During his time as a staff photographer, he went on a wide variety of assignments from portraits of A-list US actors to gritty news and politics. After just nine months of professional working, he secured himself his first award at the ‘Picture Editors Awards’ for best Black & White image of 2000.

Since going freelance he has taken on a variety of other clients (see client list) and has also been pursuing other areas of the medium, which hold interest for him. The dedication, timing and patience he brings to each assignment ensures he will get the best images from a subject and that the ‘definitive moment’ is always captured.

About Jeremy Selwyn

Press photographer Jeremy Selwyn has worked for the Evening Standard for nearly thirty years. His job has taken him around the world attending great sporting moments and history making news events.
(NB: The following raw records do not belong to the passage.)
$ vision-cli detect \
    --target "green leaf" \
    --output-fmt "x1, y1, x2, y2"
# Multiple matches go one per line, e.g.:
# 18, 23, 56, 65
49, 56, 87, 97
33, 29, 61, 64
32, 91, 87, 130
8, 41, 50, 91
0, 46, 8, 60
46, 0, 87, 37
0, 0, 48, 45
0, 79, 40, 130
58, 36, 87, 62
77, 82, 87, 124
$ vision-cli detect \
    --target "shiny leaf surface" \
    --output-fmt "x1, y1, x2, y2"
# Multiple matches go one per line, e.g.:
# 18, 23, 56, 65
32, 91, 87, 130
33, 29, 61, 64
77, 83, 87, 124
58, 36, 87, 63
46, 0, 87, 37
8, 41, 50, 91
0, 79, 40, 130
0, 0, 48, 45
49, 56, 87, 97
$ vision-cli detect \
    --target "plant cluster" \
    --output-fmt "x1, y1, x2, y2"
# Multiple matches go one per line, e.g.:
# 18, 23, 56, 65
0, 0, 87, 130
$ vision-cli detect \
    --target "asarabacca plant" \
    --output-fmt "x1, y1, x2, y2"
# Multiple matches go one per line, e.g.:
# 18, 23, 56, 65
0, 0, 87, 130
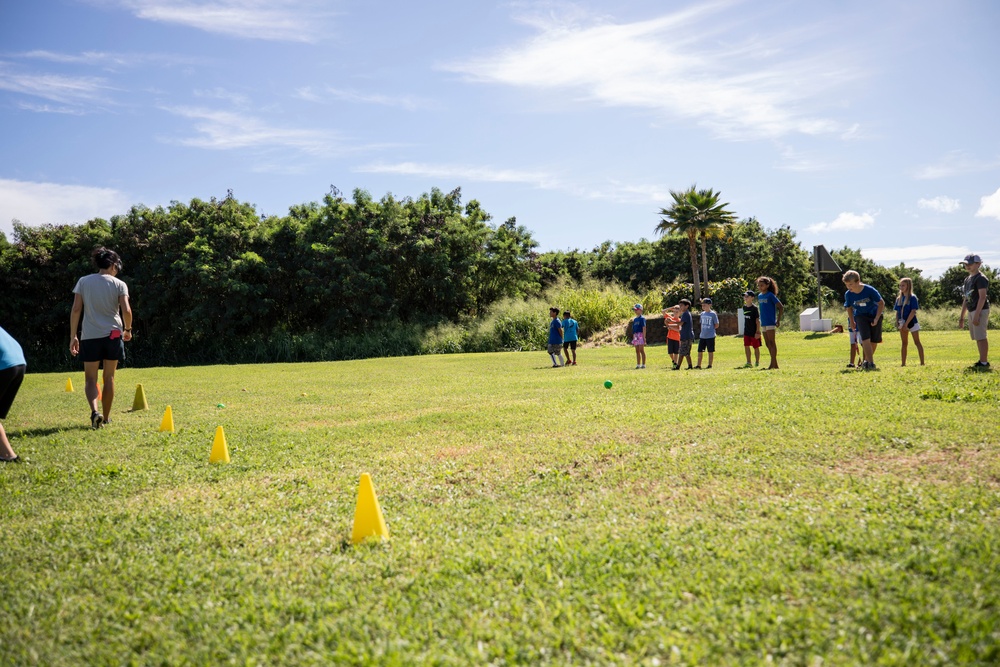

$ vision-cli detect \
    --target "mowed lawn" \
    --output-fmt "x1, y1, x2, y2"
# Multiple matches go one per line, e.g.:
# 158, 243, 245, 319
0, 331, 1000, 665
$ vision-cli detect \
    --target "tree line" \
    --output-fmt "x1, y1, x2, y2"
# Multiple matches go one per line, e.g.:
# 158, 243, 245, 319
0, 188, 997, 371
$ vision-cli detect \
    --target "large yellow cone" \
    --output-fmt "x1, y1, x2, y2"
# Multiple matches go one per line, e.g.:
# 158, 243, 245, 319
132, 384, 149, 412
351, 473, 389, 544
208, 426, 229, 463
160, 405, 174, 433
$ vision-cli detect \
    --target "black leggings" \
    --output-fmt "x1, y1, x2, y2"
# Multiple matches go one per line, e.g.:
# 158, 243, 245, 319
0, 364, 24, 419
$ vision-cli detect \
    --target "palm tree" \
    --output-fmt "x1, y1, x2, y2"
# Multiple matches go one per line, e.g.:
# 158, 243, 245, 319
655, 185, 701, 303
686, 186, 736, 292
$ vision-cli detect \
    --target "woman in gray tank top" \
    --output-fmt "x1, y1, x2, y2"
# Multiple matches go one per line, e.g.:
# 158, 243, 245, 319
69, 247, 132, 429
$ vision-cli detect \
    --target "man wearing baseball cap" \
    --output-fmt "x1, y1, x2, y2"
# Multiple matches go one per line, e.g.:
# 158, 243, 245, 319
958, 255, 990, 371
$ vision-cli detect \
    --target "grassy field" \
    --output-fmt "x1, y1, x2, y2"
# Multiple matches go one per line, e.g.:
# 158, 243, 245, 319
0, 332, 1000, 666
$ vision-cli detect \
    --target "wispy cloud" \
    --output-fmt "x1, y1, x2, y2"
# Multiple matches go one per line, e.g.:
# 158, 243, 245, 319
0, 178, 132, 235
0, 62, 114, 111
806, 211, 878, 234
295, 86, 439, 111
861, 245, 970, 278
976, 188, 1000, 220
441, 2, 858, 139
119, 0, 330, 42
913, 151, 1000, 181
164, 107, 341, 155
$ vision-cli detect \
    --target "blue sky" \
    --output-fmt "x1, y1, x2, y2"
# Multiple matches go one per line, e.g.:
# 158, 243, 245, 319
0, 0, 1000, 275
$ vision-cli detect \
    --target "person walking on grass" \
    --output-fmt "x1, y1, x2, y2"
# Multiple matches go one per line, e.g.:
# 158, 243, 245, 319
674, 299, 694, 371
663, 305, 681, 369
695, 297, 719, 368
757, 276, 785, 370
743, 291, 760, 368
549, 306, 566, 368
69, 247, 132, 429
0, 327, 25, 463
562, 310, 580, 366
893, 278, 924, 366
844, 271, 885, 371
958, 255, 990, 371
632, 303, 646, 370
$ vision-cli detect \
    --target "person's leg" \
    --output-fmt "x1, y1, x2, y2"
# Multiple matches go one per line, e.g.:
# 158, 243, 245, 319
101, 359, 118, 421
910, 331, 924, 366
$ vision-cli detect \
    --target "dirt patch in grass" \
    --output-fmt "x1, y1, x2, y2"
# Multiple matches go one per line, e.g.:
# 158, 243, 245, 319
833, 447, 1000, 488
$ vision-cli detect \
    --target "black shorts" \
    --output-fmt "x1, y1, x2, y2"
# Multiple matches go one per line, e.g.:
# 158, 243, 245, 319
80, 337, 125, 363
854, 315, 884, 343
0, 364, 24, 419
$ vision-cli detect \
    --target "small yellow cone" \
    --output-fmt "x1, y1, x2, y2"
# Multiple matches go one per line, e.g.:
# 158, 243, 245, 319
208, 426, 229, 463
351, 473, 389, 544
160, 405, 174, 433
132, 384, 149, 412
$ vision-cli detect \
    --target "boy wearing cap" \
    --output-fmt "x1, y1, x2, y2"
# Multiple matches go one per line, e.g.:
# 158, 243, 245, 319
549, 307, 566, 368
674, 299, 694, 371
743, 292, 760, 368
695, 297, 719, 368
563, 310, 580, 366
632, 303, 646, 370
958, 255, 990, 371
844, 271, 885, 371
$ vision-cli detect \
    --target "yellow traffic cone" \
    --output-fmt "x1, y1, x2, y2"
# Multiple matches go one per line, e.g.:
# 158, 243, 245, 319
132, 384, 149, 412
160, 405, 174, 433
208, 426, 229, 463
351, 473, 389, 544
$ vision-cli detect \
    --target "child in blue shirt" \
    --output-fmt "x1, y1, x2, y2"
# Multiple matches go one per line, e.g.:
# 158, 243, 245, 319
893, 278, 924, 366
632, 303, 646, 370
549, 308, 566, 368
844, 271, 885, 371
563, 310, 580, 366
674, 299, 694, 371
695, 297, 719, 368
757, 276, 785, 370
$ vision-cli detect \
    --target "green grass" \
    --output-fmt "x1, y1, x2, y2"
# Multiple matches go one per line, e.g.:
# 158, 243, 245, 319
0, 332, 1000, 665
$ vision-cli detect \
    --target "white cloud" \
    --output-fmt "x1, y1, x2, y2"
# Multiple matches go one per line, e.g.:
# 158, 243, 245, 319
861, 245, 972, 278
0, 62, 113, 105
917, 195, 961, 213
806, 211, 878, 234
0, 178, 131, 238
441, 2, 857, 139
164, 107, 342, 155
121, 0, 329, 42
976, 188, 1000, 220
913, 151, 1000, 181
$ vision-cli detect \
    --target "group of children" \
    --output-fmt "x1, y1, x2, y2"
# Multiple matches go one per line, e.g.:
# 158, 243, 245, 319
548, 255, 990, 371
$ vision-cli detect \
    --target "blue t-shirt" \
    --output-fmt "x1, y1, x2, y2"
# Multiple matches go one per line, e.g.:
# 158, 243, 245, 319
0, 327, 24, 371
757, 292, 781, 327
701, 310, 719, 338
893, 294, 920, 327
549, 317, 562, 345
681, 310, 694, 340
563, 317, 577, 343
844, 285, 882, 317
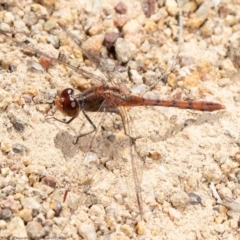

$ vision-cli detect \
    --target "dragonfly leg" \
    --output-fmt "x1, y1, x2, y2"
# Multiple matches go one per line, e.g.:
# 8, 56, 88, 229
72, 111, 97, 144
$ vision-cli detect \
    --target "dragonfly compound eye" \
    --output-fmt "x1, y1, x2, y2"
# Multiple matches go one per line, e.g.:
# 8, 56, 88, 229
55, 88, 80, 117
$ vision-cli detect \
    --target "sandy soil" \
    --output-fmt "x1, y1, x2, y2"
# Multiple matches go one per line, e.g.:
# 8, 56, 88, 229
0, 0, 240, 240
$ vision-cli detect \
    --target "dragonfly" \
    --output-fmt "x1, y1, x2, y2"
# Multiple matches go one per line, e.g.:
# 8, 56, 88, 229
0, 23, 225, 224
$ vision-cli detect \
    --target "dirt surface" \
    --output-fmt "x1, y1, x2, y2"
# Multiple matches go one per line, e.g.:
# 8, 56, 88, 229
0, 0, 240, 240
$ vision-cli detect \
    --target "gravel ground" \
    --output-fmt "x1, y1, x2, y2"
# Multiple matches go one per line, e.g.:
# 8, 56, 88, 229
0, 0, 240, 240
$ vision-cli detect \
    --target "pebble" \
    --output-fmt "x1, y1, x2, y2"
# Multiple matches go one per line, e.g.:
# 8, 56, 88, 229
218, 187, 232, 199
0, 208, 12, 220
1, 167, 10, 177
19, 208, 32, 222
165, 0, 178, 16
203, 165, 222, 183
46, 209, 55, 219
186, 2, 210, 29
122, 19, 145, 48
26, 221, 45, 239
25, 164, 46, 176
42, 176, 57, 188
114, 1, 127, 14
23, 12, 38, 26
0, 220, 7, 229
103, 32, 120, 51
220, 59, 238, 78
144, 20, 157, 33
168, 207, 181, 220
182, 1, 197, 14
21, 197, 42, 211
120, 224, 134, 238
3, 12, 15, 24
78, 223, 97, 240
189, 193, 202, 205
0, 22, 10, 32
200, 20, 215, 37
182, 71, 201, 87
129, 69, 143, 84
115, 38, 136, 63
88, 205, 105, 217
8, 217, 28, 239
170, 191, 189, 208
82, 34, 104, 56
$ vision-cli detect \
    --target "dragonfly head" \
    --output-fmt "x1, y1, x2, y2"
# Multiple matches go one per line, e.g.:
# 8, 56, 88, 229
55, 88, 80, 117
But it is his daily observations of London life which will resonate most with the readers of the Evening Standard

He has photographed the changing faces in Downing Street as Prime Ministers come and go and his multi award winning career was recognised again last year when he was recognised as the National Newspaper Photographer of the Year with his dramatic image of Grenfell Tower ablaze.

Jeremy said: “As a photographer your job is to record history as it happens but this was one night, a night where so many people lost their lives, that I really don’t want to remember. So, although it’s a huge accolade, it’s tinged with sadness for me.”

Other recent work of Jeremy Selwyn has proved very popular with readers of the Evening Standard when the moat of The Tower of London was filled with poppies to commemorate those fallen during the first world war.

The installation, Beyond The Deepening Shadow,was to mark 100 years since the close of the First World War.